I am very proud of how careful we all are to preserve the nonpartisan nature of the League.   The willingness of League members to set aside partisan emotions and prejudices to work with and learn from each other constantly inspires me.  It also gives me hope that other organizations (such as the Alabama legislature) can learn to do the same thing.

While we are on the subject of conventions, I want to challenge every Alabama member of the League to plan to attend the 2010 LWV Convention in Atlanta.  Certainly all of our local leagues and the state league should send a full delegation when the Convention will be so close to home.  Members who are not delegates are also urged to attend.  Non-delegate members can’t vote or speak on the Convention floor, but you can attend all the sessions and participate in all the workshops, caucuses, etc.  Take advantage of this rare opportunity to attend Convention right next door.  You will be glad you did.

And what about our 2009 Alabama League convention?  It is scheduled for May 2-3.  We still need a location.  If you are interested in helping with Convention logistics and would like us to come to your town, let your local league board know.  We are looking for a local league to host the convention.  In any event, put it on your calendar.  Place, speakers and workshops will be announced on the LWVAL webpage.  Check it often.

(And don’t miss the LWVAL Ed. Fund online judicial voter guide.  See the article in this Voter.)

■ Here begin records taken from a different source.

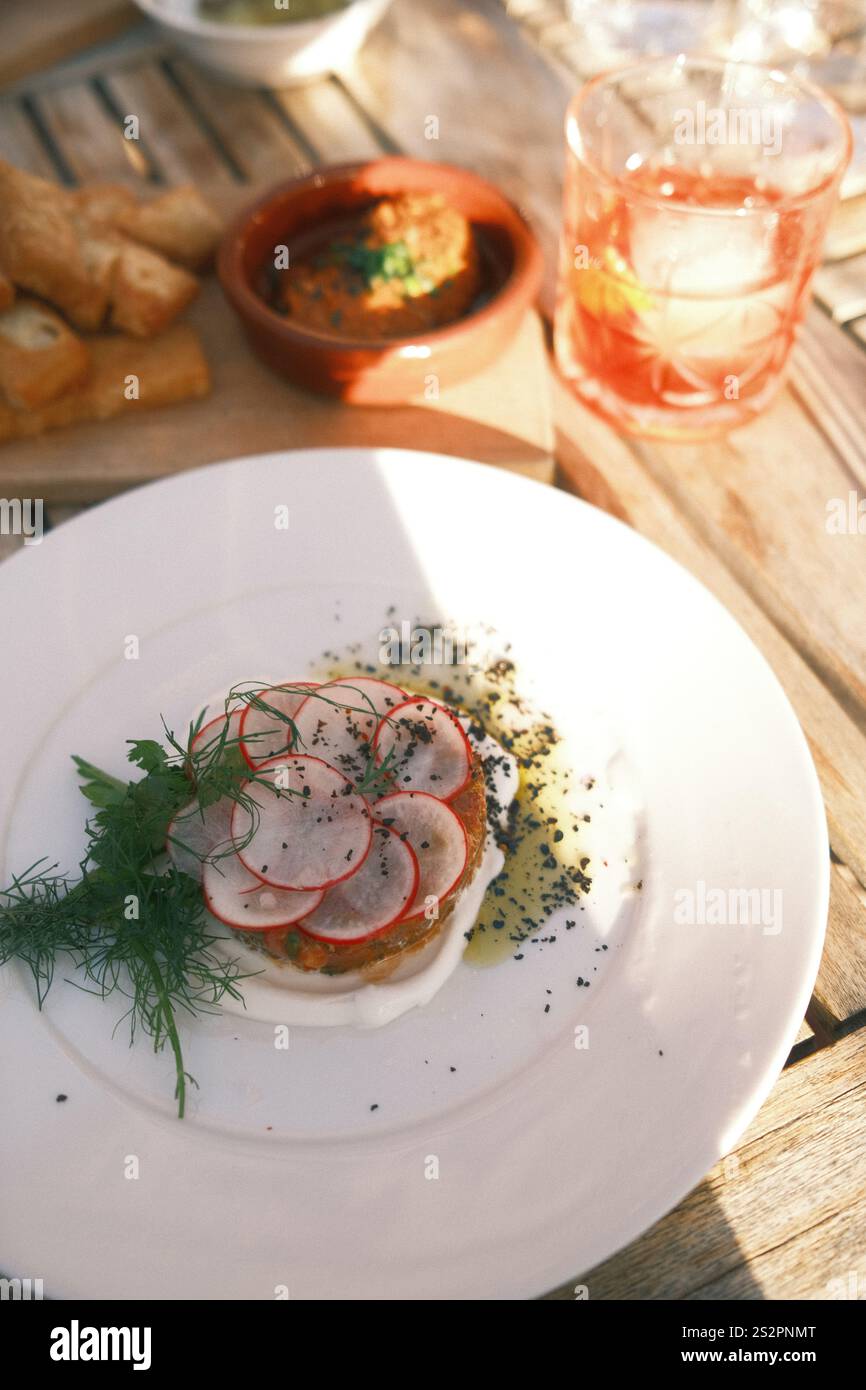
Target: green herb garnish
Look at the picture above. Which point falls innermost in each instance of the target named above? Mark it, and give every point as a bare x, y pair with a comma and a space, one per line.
132, 923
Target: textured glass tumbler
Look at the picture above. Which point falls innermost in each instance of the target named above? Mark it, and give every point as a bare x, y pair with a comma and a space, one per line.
697, 199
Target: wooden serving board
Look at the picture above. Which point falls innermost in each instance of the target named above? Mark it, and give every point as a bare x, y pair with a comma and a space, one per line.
232, 143
501, 416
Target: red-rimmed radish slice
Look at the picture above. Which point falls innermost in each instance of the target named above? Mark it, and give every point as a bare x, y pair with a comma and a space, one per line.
207, 738
430, 748
313, 827
266, 736
339, 719
196, 833
241, 900
373, 900
437, 836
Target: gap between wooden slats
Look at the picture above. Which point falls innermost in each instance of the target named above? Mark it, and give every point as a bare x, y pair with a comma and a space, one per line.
182, 139
248, 123
731, 1237
605, 470
89, 136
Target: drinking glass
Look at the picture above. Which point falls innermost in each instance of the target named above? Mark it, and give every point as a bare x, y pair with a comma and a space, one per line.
697, 199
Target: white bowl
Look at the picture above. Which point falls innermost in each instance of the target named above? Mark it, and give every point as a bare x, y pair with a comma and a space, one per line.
267, 54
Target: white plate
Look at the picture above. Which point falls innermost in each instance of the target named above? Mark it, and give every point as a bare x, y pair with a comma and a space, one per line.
549, 1157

Thank you to the Birmingham League, Birmingham League President Ginny Randolph, and Convention planner Sarah McDonald for hosting Council this year.  (See the article in this Voter.)  It was excellent.  Thank you, too, to our luncheon speaker, Mark White, the current President of the Birmingham Bar.   Mr. White pointed out some of the ways that a privately funded partisan judicial election system like ours can damage the reputation of the courts and undermine their effectiveness.  He also asked the League to support efforts by the Alabama Bar to pass legislation that would impose additional experience requirements on judicial candidates.  A final thank you to Dr. Mona Fouad from the University of Alabama in Birmingham.  Dr. Fouad’s workshop presentation educated us about rural and minority women’s health care issues in Alabama and her research project to address some of those issues.  She also used that project to illustrate how an organization can enlist the help of other governmental, nonprofit and civic groups, with varying interests and agendas, to accomplish a common goal.  Her discussion of the obstacles to such a cooperative project and the methods used to overcome them was informative and inspiring.

Congratulations to Jean Johnson on being the first recipient of the Birmingham League’s new Pattie Ruffner Jacobs service award.  If you are reading this online, you are benefiting from Jean’s outstanding work as our technology director.

The people of Alabama suffered a serious loss this summer.  Sue Flood, who served this State and the League in many ways over the years—most recently as our unpaid lobbyist in Montgomery, died after a battle with cancer.  Sue paid all of her own expenses to drive from Auburn to Montgomery during legislative sessions where she represented us wisely and effectively.  Even while struggling with her illness, she continued to advise us when she could on legislative issues.  She is missed.